A recent decision by the Superior Court of New Jersey’s Appellate Division had reversed the decision of a New Jersey trial court grant of remand. Plaintiff’s hardship application and hearing failed to provide sufficient evidence for the board to grant a hardship variance.
In Ebury Re, LLC, v. Township of Mount Olive Planning Board, plaintiff applied to the Town for a hardship variance to build a two-story, four-bedroom single family home on an undersized lot. At the hearing, Plaintiff presented a real estate agent, an engineer, and a planner. Plaintiff acquired this property in a package of three lots in a tax sale. Plaintiff had offered to sell the lot to the only adjacent neighbor or alternatively buy 2,500 square feet of that neighbor’s over-seized lot to make Plaintiff’s lot conforming. The neighbor rejected both offers. Plaintiff’s engineer presented testimony that the proposed plan would meet the setbacks as well as the building and lot coverage requirements. However, the Town professionals advised the Board this was unlikely as the measurements were based on a thirty-three foot right of way where the ordinance requires a fifty-foot right of way. Plaintiff’s planner testified that the application was a hardship case where the relief relates to the land and not the structures. There had been an attempt to buy additional land and the proposed house would not substantially impair the zone plan. The Board ultimately denied the application. They noted that Plaintiff acquired the property knowing it was undersized, and the evidence provided at the hearing was inadequate to contend that a hardship was created.

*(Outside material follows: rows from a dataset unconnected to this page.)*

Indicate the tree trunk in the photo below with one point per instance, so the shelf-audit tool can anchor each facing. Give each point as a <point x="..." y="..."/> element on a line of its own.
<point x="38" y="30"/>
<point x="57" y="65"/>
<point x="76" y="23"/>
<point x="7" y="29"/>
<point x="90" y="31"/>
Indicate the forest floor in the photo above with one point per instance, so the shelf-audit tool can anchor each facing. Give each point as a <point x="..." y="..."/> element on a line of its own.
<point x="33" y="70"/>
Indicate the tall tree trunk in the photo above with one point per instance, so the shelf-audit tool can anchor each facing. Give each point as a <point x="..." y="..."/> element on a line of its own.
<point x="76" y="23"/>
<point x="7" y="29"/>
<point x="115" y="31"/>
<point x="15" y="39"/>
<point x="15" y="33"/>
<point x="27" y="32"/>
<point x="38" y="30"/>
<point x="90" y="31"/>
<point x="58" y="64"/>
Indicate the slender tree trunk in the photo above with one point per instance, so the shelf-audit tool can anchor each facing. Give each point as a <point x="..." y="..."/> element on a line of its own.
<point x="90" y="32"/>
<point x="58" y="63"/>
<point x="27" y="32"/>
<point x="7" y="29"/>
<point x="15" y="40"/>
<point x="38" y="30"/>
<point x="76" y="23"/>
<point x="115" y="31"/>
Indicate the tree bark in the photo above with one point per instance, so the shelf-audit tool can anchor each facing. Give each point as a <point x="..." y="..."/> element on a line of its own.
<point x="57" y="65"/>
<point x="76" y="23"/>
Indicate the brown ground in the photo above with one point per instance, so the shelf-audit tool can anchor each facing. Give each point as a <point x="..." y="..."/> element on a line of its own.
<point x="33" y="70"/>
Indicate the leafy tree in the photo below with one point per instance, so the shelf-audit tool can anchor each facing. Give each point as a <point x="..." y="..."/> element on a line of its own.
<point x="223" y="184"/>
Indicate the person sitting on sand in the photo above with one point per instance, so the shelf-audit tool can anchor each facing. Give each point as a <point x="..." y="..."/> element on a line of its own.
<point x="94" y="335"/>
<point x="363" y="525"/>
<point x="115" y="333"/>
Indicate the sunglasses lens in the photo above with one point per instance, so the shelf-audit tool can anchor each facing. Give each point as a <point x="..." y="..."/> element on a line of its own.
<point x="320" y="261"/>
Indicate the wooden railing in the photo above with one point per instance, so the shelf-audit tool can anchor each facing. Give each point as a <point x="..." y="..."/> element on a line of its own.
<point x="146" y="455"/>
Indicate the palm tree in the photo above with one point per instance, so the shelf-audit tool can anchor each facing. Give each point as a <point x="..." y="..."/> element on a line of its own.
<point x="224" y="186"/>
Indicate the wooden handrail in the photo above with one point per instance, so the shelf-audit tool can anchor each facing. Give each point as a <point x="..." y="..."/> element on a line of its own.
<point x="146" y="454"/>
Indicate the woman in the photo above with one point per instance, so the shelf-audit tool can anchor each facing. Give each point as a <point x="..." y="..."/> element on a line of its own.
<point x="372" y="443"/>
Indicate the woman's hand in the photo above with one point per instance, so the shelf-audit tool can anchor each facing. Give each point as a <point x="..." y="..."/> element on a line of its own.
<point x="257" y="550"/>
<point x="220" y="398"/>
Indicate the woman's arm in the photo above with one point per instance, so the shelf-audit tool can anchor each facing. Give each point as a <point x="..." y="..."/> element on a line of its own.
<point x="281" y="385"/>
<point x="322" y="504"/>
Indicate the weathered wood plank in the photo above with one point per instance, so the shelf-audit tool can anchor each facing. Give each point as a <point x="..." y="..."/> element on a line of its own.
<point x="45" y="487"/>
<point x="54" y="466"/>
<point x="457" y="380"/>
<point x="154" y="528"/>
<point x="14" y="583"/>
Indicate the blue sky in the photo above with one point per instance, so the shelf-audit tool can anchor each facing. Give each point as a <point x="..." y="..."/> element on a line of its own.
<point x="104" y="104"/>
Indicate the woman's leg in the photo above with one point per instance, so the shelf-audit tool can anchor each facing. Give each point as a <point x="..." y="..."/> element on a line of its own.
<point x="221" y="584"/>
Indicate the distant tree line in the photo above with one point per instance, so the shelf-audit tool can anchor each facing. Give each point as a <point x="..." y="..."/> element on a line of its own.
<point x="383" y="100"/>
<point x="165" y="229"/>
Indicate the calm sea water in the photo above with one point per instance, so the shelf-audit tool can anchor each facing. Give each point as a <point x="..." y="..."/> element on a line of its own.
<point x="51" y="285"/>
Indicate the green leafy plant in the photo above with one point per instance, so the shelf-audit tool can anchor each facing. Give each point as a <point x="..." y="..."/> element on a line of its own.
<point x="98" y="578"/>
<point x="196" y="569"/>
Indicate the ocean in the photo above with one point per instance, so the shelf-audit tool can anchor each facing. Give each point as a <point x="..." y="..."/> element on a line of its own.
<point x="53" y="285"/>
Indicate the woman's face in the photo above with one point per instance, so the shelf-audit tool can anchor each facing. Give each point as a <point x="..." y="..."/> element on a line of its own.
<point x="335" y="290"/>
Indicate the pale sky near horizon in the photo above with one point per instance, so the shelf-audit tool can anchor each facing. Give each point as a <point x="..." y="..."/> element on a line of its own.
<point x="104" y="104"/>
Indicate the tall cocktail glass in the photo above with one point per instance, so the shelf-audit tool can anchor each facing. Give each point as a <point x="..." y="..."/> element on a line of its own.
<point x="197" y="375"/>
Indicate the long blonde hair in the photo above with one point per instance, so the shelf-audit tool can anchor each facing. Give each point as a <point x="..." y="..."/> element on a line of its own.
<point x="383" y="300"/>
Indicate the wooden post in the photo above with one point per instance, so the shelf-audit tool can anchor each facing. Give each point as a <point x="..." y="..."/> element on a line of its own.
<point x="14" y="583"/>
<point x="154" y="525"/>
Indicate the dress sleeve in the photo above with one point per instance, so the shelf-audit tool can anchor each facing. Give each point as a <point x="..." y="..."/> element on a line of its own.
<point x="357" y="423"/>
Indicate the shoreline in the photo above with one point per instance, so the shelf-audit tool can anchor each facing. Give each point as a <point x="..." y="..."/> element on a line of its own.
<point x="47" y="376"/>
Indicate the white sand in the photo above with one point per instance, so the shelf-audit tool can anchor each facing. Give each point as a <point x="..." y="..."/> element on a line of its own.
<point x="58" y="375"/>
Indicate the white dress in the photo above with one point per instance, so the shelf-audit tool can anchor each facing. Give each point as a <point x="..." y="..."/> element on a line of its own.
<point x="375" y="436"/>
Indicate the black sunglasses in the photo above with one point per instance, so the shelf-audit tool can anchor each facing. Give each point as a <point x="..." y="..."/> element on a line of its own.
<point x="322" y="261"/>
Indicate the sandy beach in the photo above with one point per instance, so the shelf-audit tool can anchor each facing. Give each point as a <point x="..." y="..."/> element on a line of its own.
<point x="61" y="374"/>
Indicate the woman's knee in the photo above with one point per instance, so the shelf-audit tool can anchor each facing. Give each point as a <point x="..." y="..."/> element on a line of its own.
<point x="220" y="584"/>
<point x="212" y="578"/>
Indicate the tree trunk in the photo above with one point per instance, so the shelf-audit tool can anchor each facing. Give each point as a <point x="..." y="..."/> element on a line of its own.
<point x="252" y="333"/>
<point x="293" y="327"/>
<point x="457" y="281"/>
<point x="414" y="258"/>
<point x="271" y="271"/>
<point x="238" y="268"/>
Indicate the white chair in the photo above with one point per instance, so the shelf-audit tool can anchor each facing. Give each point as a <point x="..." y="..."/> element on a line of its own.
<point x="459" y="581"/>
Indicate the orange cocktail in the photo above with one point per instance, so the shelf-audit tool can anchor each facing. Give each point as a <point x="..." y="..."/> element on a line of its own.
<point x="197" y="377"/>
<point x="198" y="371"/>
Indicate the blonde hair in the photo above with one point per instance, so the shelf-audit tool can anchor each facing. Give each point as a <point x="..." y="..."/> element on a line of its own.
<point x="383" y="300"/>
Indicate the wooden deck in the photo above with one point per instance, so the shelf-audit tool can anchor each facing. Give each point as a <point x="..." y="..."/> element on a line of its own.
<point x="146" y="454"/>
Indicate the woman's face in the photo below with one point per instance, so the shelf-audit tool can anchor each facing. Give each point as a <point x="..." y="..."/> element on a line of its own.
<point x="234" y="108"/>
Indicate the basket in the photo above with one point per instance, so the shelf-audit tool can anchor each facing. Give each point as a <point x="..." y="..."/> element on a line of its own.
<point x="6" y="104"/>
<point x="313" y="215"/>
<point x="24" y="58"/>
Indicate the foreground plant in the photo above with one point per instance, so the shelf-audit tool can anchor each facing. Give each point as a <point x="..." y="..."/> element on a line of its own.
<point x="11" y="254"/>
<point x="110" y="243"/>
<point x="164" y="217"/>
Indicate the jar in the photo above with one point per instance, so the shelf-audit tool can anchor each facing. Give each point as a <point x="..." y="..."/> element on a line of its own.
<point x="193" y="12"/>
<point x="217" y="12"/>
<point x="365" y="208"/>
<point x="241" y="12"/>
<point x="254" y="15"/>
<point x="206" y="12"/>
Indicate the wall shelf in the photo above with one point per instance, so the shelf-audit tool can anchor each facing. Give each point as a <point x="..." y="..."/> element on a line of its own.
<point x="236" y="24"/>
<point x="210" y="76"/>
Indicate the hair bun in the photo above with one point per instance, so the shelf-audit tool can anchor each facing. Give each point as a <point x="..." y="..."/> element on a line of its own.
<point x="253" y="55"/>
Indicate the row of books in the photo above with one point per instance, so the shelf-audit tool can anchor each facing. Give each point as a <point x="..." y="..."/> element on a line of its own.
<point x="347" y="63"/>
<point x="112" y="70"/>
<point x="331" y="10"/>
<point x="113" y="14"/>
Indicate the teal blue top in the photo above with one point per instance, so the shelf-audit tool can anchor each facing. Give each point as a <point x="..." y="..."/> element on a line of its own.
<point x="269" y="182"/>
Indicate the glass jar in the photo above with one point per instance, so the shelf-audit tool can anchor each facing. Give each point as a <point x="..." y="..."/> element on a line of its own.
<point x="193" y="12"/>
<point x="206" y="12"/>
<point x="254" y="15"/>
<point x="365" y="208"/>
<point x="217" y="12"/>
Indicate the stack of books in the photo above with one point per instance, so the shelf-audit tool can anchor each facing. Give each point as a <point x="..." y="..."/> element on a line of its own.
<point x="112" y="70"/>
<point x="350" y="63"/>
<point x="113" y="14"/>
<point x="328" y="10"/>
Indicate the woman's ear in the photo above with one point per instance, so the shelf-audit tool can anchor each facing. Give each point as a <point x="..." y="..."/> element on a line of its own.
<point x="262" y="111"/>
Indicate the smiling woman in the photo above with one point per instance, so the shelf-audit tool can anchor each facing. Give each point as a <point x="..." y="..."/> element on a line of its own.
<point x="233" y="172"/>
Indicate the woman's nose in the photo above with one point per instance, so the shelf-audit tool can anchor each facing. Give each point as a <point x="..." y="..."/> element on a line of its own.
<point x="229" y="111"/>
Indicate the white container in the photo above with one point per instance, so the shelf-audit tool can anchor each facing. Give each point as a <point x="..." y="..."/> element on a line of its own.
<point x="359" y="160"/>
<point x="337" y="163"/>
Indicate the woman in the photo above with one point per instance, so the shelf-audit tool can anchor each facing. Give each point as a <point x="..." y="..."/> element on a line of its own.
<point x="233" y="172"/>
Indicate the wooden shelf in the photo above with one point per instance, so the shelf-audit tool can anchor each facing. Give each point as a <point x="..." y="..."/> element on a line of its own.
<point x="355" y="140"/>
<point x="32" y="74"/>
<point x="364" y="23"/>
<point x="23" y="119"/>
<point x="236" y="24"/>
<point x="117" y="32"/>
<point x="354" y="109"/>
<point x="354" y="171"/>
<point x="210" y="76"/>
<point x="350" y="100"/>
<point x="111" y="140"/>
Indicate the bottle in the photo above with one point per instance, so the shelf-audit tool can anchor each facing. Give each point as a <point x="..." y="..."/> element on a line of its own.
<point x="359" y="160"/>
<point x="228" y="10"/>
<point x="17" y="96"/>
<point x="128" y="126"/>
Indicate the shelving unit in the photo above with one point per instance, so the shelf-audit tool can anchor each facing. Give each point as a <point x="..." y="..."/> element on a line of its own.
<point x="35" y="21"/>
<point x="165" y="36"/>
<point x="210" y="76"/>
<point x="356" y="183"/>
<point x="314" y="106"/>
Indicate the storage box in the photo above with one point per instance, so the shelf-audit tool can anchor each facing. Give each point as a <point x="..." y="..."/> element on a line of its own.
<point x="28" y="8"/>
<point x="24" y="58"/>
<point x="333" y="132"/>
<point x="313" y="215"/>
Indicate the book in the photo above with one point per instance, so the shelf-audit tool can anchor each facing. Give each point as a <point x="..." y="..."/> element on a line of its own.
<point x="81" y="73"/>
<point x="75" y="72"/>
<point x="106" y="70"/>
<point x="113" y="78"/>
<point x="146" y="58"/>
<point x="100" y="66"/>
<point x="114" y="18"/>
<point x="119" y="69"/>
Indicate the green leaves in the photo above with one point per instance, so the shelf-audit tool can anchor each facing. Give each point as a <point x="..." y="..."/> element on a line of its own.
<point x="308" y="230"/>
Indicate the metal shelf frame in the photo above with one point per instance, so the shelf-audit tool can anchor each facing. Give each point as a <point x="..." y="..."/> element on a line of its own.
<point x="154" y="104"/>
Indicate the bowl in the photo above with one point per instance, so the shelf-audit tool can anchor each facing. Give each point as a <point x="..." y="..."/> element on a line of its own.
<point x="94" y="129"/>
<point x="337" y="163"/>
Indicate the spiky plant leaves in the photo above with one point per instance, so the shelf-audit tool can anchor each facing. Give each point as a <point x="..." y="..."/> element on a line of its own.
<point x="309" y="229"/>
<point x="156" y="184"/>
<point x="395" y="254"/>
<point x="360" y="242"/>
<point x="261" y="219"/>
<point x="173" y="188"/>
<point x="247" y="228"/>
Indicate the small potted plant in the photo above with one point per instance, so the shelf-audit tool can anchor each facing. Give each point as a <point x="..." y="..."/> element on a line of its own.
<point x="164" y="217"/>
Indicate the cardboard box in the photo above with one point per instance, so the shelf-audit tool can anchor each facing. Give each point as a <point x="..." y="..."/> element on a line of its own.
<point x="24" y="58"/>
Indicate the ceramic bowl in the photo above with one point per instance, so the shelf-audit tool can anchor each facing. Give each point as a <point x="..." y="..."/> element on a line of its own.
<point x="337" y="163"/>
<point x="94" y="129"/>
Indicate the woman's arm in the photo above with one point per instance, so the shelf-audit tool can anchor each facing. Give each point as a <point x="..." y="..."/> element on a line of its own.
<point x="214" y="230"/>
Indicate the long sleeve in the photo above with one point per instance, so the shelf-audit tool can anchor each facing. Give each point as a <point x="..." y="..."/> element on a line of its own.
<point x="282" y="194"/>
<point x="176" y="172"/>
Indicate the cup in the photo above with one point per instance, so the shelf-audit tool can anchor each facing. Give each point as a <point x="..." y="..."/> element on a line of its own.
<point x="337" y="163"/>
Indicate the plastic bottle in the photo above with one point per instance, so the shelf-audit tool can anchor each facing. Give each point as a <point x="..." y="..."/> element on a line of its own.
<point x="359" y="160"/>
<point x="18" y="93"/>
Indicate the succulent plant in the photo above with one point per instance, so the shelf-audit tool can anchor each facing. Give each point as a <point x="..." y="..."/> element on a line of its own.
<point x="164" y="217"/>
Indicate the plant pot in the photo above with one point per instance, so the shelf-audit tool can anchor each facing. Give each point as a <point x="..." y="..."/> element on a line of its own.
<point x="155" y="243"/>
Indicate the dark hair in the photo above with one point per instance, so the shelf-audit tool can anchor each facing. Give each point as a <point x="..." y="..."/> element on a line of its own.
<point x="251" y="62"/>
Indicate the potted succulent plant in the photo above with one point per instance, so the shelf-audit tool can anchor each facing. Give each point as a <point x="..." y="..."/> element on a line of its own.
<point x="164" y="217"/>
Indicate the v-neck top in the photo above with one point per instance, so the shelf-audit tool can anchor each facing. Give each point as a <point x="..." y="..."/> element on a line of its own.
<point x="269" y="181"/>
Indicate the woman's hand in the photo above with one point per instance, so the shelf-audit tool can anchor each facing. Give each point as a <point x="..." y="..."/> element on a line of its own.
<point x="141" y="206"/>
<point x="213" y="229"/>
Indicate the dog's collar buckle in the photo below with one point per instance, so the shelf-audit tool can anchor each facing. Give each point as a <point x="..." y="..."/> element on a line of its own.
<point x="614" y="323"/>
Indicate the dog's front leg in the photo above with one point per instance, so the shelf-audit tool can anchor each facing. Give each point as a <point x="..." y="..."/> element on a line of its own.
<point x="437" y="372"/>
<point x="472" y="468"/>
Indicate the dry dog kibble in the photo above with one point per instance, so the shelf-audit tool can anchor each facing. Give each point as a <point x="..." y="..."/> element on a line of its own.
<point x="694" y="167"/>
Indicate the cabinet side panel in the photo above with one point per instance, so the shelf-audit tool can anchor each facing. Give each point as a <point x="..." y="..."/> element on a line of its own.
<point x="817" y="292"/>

Plaintiff filed a prerogative writs action challenging the denial. The Trial Court reversed the matter to the Planning Board to reconsider the application. The Trial Court provided a conflated opinion. They determined the Board had erroneously found that the plaintiff failed to establish the required positive and negative criteria for a hardship variance.
The Board appealed, claiming the trial court overstepped by reversing the Board’s denial of the variance. The Board argued that the trial court erred in applying use variance standards to a hardship variance and by reversing a decision that was supported by sufficient evidence in the records. The Appellate Court distinguished that it was incumbent on the Plaintiff to establish how the hardship was created when applying for a hardship variance. Applying that standard, the Appellate Court found that the Board was correct to find that Plaintiff failed to carry its burden of demonstrating entitlement to the hardship variance. None of Plaintiff’s witnesses even knew when the ordinance was adopted or when the property assumed its current dimensions. In addition, the Appellate Court noted that planning boards are delegated to exercise discretion due to their particular knowledge of local conditions, which is what was done in the instant matter. The Appellate Division agreed and reversed.